Applying vast quantities of fertilizer to cropland is a major culprit behind the fact that agriculture now contributes one-third of global greenhouse gas emissions to the atmosphere. But, what if we could bypass this problem in its entirety by engineering plants that produce their own fertilizer–directly from the air?

Writing in the journal mBio, scientists from Washington University have provided some of the most convincing evidence yet that one day this could be possible. To do so, they capitalise on the fact that 78% of earth’s atmosphere is made of nitrogen, which is the key growth-promoting ingredient in fertilizer, and a major component required for plant photosynthesis. But getting plants to make use of this abundant source of nitrogen floating around in the atmosphere relies on the ability to solve one quirk of plant biology: The ingredient that fixes nitrogen from the air, an enzyme called ‘nitrogenase’, can’t operate in the presence of oxygen–which of course many living things, like plants, need in order to carry out photosynthesis and survive.

However, there are some unusual species of photosynthesising bacteria on the planet, called Cyanothece, that can photosynthesise in the daytime, but delay nitrogen fixation until night time when most of oxygen generated by photosynthesis has been expelled from the plant–thereby keeping the processes separate. The researchers wanted to test whether they could transfer the traits from these adaptable bacteria into another bacteria species–called Synechocystis–that didn’t have this quality, as a practice run for what might one day be accomplished with plants.

In doing so, they were able to identify 35 genes associated with night-time nitrogen fixation in the Cyanothece bacteria, which they then transferred to the non-nitrogen fixing Synechocystis species. They discovered that these newly-retrofitted bacteria could then accomplish 30% of the nitrogen-fixing activity of their Cyanothece donors. This discovery wasn’t without its caveats, however. Despite their new set of genes, Synechocystis’ ability to fix nitrogen from the air was still hampered by the presence of oxygen. But the researchers found they could tweak the bacterias’ nitrogen fixation rates by changing the genes they transferred. Finding the optimal arrangement of genes will now be the focus of future studies, the scientists note.

In any case, the major advantage of the research so far is that it has proved it might be possible one day to place this same nitrogen-fixing genetic machinery into the cells of crop plants.
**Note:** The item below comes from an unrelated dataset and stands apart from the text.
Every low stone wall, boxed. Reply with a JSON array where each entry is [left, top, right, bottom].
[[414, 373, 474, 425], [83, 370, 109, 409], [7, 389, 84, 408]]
If researchers can succeed in breeding future plants to carry these traits, crops would be able to transform nitrogen directly from the surrounding air into fuel for their own growth.

This localised production would obviate the need to manufacture such vast quantities of fertilizer, a process that–alongside the application of this ingredient to soil–generates huge amounts of greenhouse gas emissions annually. Nor would farmers necessarily need to shower these nutrients on crops, so alleviating the problem of fertilizer run-off being washed into rivers, lakes, and the sea, and polluting the life there.

This reality may still be far off. But in an ideal future, says lead author Himradi Pakrasi, “Each crop plant will fix its own nitrogen, there will be no need for application of chemical fertilizers, and there will be no runoff.”